La literatura que desmitifica este punto es abundante y buena. Para no repetir argumentos, simplemente diremos que, cuando se analizan los factores centrales que explican el despegue de Australia, es decir la dotación de recursos naturales y la población, se puede decir que, grosso modo, aquel país cuenta con la mitad de la población de Argentina y más del doble de recursos naturales. La cuenta es sencilla: para que Argentina sea Australia necesita no una sino cuatro «pampas húmedas».
Argentina no puede competir con los principales productores de manufacturas industriales. Este hecho muchas veces es señalado como una «falta de competitividad» por parte de nuestro país, y los salarios y el Estado suelen ser considerados los principales responsables del «alto costo argentino». Aunque se trata de un debate largo y complejo, lo que se debe comprender es que importar un producto es también importar las condiciones de trabajo bajo las que ese producto es generado. El bajo costo de las manufacturas de origen importado es el reflejo, entre otras cosas, de los bajos costos laborales de países como China, Malasia o México, por citar sólo algunos ejemplos. Lamentablemente, en la mayoría de los casos el bajo costo laboral es reflejo del bajo nivel salarial y, con ello, del poder adquisitivo y de las condiciones de vida de los trabajadores de las potencias manufactureras.
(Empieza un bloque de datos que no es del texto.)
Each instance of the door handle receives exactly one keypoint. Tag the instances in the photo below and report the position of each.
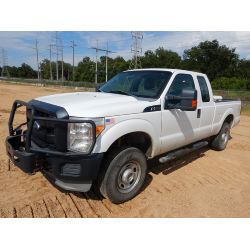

La experiencia internacional muestra que los ejemplos de desarrollo productivo exigen décadas de políticas altamente planificadas, con el Estado liderando el proceso e interviniendo en la economía, para torcer el resultado del «mercado» en beneficio de un proyecto nacional. El rumbo que debe seguir Argentina para desarrollarse es una cuestión de legítima y necesaria discusión. Pero nos permitimos aportar a ese debate que medidas como abrir indiscriminadamente la economía, intentar bajar los salarios y los impuestos o apostar a un modelo exclusivamente agro-exportador no son las vías más adecuadas.
Cargas tributarias e informalidad laboral
(Fuente: elaboración propia basada en CEPAL)
Importaciones y salarios
(Fuente: elaboración propia basada en INDEC y OIT)
Emmanuel Álvarez Agis, ex viceministro de Economía de la nación.